It was the end of the world and Angela wanted to brush her teeth.

“It’s just like, I can’t cope with dirty teeth,” she stated as she marched down the supermarket aisle ahead of me, always walking too fast, with her big steps and long legs. 

“Angela,” I hissed after her. “Wait.” 

But there was no waiting when it came to what Angela wanted. It didn’t matter that the supermarket was eerily silent and deserted except for the crackling loudspeaker, that the tube lights hung from leaking ceiling tiles, that the shopping carts stood half full of sidewalk chalk and makeup and Halloween candy in the middle of the road, like they’d been hurriedly abandoned. It didn’t matter that everything was off about this place and I hadn’t wanted to go because we didn’t really need anything, and anything we actually needed would have been cleared out by now. But Angela had to have her damn toothbrush and God help us all if you or anyone else gets in my way.

I could see it now. We’d come this far, survived this long, longer than the rest, all to meet our untimely end thanks to a toothbrush. I stepped around a sticky puddle of soda, burst cans scattered all across the soft drinks section. Angela wasn’t even looking where she was going.

Where the fuck are the toothbrushes?”

“Aisle nine,” I offered. 

“How do you know that?”

Because I pay attention, I wanted to say. Because I’m always present and I’m not just obsessing over myself and what I need and want all the time but I said none of those things; the last thing we needed was an explosion by the stationary when we needed to be in and out of here as soon as humanly possible.

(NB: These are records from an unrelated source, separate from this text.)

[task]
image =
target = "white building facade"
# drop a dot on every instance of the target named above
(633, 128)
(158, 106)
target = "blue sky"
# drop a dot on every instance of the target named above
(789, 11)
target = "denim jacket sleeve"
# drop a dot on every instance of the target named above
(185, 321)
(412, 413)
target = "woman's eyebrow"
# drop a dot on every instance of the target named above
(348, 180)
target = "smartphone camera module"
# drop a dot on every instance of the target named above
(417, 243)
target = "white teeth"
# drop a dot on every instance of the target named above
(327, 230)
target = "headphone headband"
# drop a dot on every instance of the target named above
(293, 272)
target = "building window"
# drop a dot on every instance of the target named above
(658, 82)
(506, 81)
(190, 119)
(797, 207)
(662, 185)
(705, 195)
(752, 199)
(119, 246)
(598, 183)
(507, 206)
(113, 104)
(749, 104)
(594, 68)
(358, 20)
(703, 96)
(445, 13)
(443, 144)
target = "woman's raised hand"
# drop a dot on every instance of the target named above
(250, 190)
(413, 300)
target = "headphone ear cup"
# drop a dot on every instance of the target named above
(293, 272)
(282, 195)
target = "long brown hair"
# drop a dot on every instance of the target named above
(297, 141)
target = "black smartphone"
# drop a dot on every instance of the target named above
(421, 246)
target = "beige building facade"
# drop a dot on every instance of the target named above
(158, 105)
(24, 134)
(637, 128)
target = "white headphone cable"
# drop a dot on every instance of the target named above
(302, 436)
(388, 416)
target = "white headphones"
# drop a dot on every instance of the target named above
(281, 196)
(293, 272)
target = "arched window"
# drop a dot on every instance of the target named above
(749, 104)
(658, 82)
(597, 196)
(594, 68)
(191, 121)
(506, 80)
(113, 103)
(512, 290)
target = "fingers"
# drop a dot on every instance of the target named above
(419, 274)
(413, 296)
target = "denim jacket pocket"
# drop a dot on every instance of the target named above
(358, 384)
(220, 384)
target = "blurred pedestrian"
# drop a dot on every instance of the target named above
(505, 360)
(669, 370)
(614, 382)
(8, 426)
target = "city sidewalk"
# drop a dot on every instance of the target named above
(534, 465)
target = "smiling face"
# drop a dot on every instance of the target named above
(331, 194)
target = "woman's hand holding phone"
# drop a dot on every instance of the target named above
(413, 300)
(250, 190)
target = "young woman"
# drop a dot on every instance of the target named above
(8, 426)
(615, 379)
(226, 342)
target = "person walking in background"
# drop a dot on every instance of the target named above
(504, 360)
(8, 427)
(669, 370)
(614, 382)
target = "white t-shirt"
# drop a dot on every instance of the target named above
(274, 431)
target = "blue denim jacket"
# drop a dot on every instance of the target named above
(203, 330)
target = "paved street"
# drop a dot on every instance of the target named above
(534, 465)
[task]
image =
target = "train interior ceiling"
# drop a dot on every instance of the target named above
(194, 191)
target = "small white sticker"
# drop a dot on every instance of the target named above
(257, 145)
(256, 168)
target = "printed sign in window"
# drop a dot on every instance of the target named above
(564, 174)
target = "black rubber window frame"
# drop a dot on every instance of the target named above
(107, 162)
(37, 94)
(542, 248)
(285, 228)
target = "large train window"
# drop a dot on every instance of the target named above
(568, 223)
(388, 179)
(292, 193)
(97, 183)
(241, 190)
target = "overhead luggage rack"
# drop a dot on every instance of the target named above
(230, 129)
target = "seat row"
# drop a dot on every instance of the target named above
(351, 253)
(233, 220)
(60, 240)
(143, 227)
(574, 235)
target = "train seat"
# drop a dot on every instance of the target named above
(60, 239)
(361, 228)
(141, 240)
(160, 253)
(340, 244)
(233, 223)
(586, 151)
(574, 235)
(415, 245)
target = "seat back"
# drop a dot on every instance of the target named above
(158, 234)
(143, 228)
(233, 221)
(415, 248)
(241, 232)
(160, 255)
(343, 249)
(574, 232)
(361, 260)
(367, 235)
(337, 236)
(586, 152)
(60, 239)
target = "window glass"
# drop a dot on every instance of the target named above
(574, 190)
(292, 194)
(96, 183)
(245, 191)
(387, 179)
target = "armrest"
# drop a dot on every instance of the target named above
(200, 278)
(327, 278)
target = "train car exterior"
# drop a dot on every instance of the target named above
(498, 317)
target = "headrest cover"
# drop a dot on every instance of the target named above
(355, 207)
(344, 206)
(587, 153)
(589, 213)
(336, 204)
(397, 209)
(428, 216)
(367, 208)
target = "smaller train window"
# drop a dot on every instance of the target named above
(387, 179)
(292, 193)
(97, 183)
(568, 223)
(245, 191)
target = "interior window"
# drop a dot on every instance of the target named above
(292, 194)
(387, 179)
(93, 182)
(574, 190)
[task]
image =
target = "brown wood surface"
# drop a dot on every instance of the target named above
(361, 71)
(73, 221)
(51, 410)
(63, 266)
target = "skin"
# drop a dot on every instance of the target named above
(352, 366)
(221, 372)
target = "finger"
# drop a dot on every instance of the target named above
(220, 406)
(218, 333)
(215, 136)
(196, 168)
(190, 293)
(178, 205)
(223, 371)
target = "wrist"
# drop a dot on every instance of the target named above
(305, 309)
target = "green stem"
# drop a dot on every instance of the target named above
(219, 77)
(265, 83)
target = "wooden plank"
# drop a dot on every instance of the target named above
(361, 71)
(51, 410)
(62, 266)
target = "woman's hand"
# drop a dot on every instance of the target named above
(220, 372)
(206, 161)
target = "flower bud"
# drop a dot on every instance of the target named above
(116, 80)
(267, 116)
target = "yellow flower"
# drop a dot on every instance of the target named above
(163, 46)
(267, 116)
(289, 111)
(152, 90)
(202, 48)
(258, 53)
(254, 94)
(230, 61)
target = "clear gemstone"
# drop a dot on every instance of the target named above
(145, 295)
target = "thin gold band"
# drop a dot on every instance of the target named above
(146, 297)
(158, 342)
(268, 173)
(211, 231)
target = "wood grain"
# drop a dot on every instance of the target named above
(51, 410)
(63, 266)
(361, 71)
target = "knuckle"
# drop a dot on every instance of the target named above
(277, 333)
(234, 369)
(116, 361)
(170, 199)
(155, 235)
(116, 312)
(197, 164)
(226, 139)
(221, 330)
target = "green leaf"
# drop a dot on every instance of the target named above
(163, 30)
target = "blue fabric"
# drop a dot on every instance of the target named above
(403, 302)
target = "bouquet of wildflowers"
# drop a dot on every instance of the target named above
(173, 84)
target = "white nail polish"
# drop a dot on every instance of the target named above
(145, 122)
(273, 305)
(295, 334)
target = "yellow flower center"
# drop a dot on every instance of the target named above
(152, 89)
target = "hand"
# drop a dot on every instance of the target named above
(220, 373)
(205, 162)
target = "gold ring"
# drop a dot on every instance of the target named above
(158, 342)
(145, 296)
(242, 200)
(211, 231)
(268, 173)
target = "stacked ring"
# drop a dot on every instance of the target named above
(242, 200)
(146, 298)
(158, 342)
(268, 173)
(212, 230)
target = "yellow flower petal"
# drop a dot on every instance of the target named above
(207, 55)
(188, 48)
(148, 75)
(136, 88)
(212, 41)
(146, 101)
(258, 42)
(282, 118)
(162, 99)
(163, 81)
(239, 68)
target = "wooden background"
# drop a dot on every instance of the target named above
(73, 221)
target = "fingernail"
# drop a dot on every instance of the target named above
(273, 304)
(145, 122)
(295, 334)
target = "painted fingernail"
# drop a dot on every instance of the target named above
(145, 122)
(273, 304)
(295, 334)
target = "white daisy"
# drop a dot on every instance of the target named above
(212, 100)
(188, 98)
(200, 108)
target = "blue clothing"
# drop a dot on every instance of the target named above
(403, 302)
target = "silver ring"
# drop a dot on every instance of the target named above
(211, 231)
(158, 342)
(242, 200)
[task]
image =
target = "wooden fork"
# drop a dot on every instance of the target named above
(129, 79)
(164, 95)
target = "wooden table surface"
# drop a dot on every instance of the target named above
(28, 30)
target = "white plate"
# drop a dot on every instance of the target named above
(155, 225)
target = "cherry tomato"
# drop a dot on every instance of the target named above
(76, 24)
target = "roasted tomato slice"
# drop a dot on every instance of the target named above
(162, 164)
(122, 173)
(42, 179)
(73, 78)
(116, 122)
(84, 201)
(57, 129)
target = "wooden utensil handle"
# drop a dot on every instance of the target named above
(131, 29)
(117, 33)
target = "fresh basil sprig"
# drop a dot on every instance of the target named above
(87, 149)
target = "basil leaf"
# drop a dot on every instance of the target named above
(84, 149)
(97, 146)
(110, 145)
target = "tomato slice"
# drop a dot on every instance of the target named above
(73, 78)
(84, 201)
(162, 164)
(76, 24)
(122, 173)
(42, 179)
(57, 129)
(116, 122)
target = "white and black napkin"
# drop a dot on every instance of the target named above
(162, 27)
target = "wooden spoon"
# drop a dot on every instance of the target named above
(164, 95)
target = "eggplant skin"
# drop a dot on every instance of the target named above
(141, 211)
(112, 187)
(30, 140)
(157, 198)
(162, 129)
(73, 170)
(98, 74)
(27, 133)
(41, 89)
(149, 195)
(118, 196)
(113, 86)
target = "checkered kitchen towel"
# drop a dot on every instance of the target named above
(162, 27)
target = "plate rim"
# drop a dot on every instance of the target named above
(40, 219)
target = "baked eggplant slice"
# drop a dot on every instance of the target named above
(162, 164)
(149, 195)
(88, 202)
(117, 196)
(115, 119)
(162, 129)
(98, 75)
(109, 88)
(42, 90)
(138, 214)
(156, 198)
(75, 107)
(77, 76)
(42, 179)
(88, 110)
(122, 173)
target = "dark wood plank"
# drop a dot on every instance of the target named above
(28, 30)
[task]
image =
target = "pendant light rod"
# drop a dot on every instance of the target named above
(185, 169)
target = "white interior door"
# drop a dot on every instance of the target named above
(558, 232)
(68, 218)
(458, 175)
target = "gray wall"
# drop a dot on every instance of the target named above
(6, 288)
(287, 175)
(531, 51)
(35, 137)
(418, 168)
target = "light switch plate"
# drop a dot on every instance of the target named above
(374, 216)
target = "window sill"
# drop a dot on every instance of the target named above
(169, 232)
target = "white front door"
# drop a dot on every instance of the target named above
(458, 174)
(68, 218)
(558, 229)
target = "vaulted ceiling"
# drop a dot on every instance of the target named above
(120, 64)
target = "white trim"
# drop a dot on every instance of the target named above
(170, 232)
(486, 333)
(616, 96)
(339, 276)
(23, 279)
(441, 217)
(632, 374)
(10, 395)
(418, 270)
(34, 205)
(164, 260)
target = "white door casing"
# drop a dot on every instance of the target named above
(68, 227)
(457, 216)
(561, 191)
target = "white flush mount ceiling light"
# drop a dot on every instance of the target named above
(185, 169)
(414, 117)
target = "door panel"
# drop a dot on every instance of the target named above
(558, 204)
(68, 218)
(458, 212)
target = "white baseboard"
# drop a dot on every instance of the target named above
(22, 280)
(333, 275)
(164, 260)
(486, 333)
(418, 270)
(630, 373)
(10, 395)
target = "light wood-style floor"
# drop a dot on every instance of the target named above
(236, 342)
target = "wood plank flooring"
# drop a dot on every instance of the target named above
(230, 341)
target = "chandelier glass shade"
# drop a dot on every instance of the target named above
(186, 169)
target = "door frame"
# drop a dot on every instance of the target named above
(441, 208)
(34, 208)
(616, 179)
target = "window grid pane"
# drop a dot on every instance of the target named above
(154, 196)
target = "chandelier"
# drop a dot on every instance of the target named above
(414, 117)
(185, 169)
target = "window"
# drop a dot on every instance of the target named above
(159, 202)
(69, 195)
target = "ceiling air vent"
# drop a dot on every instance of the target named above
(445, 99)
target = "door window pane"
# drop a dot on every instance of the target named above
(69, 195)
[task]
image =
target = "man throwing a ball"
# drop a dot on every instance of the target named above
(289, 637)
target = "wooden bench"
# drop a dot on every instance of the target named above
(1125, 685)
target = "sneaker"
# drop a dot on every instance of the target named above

I checked my watch. We had three minutes, maybe five.

We passed the toilet paper aisle which was emptiest of all. No surprise there. People still had their pride, even in times like these.

I opened the refrigerator and pulled out a bottle of Rain Forest Kombucha—whatever that was. It was the only man left standing. And yes, it tasted like warm, fizzy saliva. The power must have cut off weeks ago. I drank it anyway.

“Found it,” Angela said, skipping back toward me, brandishing a kid’s pink toothbrush.

I raised my eyebrow. She just shrugged. “Can’t be choosers.”

“Can we please get out of here now?”

“What’s the rush?” Angela said, sticking the toothbrush in her back jeans pocket. “You know what, I think I saw some magazines back there.” She winked.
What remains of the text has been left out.